Consider what you have will all that water? Since the solar wind is electricity you have free fuel all the time when you have water. Free oxygen and free fuel since you have free electricity. So yeah the water is a big deal and you want a great deal of it.

GMB said...

With the water at the South Pole? Yeah I'm sure they will be able to use it eventually. But it cannot be the starter water because it will be chockers with deuterium. As well as bizarre isotopes of oxygen.

Now being as they have unlimited electricity available, once they are fully established they may have a good way of separating the heavy water from the light water. But I don't know how they are going to do it. To separate the two you want lots of gravity and less air pressure. Plus a very tall distillery.

Well you have less gravity on the moon. So maybe you'd have giant centrifuges and things. It wouldn't be easy to do even though on earth the real problem is energy. So as a result the water they send up in the hydrogen cannon is going to have to be deuterium depleted. This is a big process if you are doing it for real and not just for the television cameras.

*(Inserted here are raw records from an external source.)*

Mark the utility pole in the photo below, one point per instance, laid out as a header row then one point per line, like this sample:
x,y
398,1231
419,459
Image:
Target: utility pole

I think these projects might wind up in the freezer for one hundred years. We don't have the oil supply for this kind of thing any more.

GMB said...

Possibly 2-3 metres sounds okay from the point of view of radiation. But you need redundancy and all bases covered. So at first the robots dig tunnels to where the main body of the starter colony is deep enough to not feel the difference between night and day, summer and winter with regards to temperature. Its only when you have your unlimited electricity set up that you can afford to be more adventurous.

When the first dudes get there, they've got so much fixing robots and animal husbandry to attend to. Such a waste of time sending people up there before the basic structures and raw materials are sorted.

But if its just a television production like Apollo or if their anti-gravity is fantastically advanced you can disregard some of what I am saying here.